Before proposing a vote of thanks to the lecturer for his extraordinarily brilliant exposition of these most difficult subjects, I should like to add a few words on the subject of Mantra-Yoga, because this is really a branch of Pranayama, and one which it is possible to practise quite thoroughly in this country. In Book IV., Part I., I have described it, with examples, quite fully enough. I need here only say that its constant use, day and night, without a moment's cessation, is probably as useful a method as one could find of preparing the current of thought for the assumption of a rhythmical form, and rhythm is the great cure for irregularity. Once it is established, no interference will prevent it. Its own natural tendency is to slow down, like a pendulum, until time stops, and the sequence of impressions which constitutes our intellectual apprehensions of the universe is replaced by that form of consciousness (or unconsciousness, if you prefer it, not that either would give the slightest idea of what is meant) which is without condition of any kind, and therefore represents in perfection the consummation of Yoga.
Love is the law, love under will.
Notes:

[1] Jami, in his work Salaman and Absal. See Works of Edward Fitzgerald (1887), Vol 1, page 110.

[2] Rishi, an inspired sage or poet. Originally, there were seven Rishis to whom the Vedas were revealed.

[3] Sanyasi, also called renunciate: a Brahman who having attained the fourth and last stage of life as a beggar will not be reborn, but will instead be absorbed into the Universal Soul.

[4] Arhat, a Buddhist who has attained Nirvana through rigorous discipline and ascetic practices.

[5] Betel, an East Indian pepper plant, Piper betle, the leaves of which are chewed with other ingredients.

[6] Bodhisattva, a person who has attained prajna, or Enlightenment, but who postpones Nirvana in order to help others to attain Enlightenment.

[7] Sorites, a form of argument having several premises and one conclusion, capable of being resolved into a chain of syllogisms, the conclusion of each of which is a premise of the next.

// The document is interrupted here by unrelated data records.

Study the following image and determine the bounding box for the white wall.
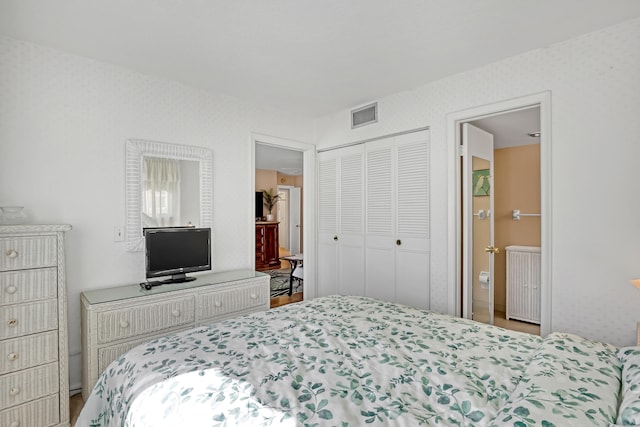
[0,37,312,388]
[316,19,640,345]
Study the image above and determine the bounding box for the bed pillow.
[616,347,640,426]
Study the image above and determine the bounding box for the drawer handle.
[6,249,18,258]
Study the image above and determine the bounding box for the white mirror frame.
[125,139,213,252]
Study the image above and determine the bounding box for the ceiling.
[0,0,640,117]
[471,107,540,149]
[256,144,303,176]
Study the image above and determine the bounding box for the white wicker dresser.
[0,225,71,427]
[80,270,270,401]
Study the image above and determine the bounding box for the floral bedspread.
[76,296,620,427]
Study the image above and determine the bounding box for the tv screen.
[256,191,264,219]
[144,227,211,283]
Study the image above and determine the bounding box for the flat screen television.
[256,191,264,219]
[143,227,211,289]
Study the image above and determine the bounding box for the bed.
[76,296,640,427]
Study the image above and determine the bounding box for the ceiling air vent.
[351,102,378,129]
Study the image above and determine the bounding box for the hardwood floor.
[473,310,540,335]
[69,393,84,427]
[271,292,304,308]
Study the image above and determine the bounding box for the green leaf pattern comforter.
[76,296,621,427]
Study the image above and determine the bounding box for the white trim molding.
[125,139,213,252]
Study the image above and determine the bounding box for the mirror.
[125,139,213,252]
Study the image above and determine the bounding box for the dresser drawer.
[198,284,269,320]
[98,328,184,378]
[0,267,58,305]
[0,236,58,271]
[0,300,58,339]
[0,394,60,427]
[0,363,60,408]
[0,331,58,374]
[97,297,195,344]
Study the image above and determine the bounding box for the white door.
[318,146,365,296]
[276,185,291,251]
[365,131,430,308]
[462,123,498,324]
[289,187,300,254]
[317,152,338,296]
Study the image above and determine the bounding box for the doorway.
[276,185,302,254]
[250,134,316,306]
[447,93,551,335]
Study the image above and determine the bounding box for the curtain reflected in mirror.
[140,157,200,227]
[125,139,213,252]
[141,157,180,227]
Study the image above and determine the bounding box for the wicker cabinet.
[0,225,71,427]
[256,222,280,271]
[80,270,269,401]
[505,246,541,325]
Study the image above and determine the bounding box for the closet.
[318,131,430,308]
[318,145,365,296]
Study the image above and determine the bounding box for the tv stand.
[140,273,196,290]
[80,270,270,400]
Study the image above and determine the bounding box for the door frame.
[252,132,316,299]
[446,91,552,336]
[276,185,304,255]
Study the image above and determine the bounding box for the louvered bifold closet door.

[8] Sir Henry Lauder, known professionally as Harry Lauder, was an international Scottish entertainer, described by Sir Winston Churchill as "Scotland's greatest ever ambassador!"

[9] Crowley's footnote: "In coitu, of course. —ED."

[10] Udana as a 'nerve': the nearest I can find for this is that it's a "life sustaining energy of the diaphragm, the third of the five airs of Ayurvedic philosophy, the life force governing upward motion." There, it's a green aura operating from the throat to the head.

[11] This is probably George Lansbury (1859 - 1940), Member of Parliament for Poplar Bow and Bromley, socialist, Christian pacifist, and newspaper editor.

[12] Literally "absolute master", used by the English in India to mean "true gentleman" or "excellent fellow".

[13] Poona, now Pune, in the state of Maharashtra was during Crowley's time the political center of India.

[14] Crowley's footnote: "One Yeats-Brown. What are Yeats? Brown, of course, and Kennedy."

[15] Crowley's footnote: "Some Great Thinker once said: 'Time marches on.' What felicity of phrase!"

[16] The Gallipoli Campaign, or Battle of Gallipoli, took place in WW I in what is now Turkey between April 1915 and January 1916. Its commemoration is highly significant in Australia and New Zealand.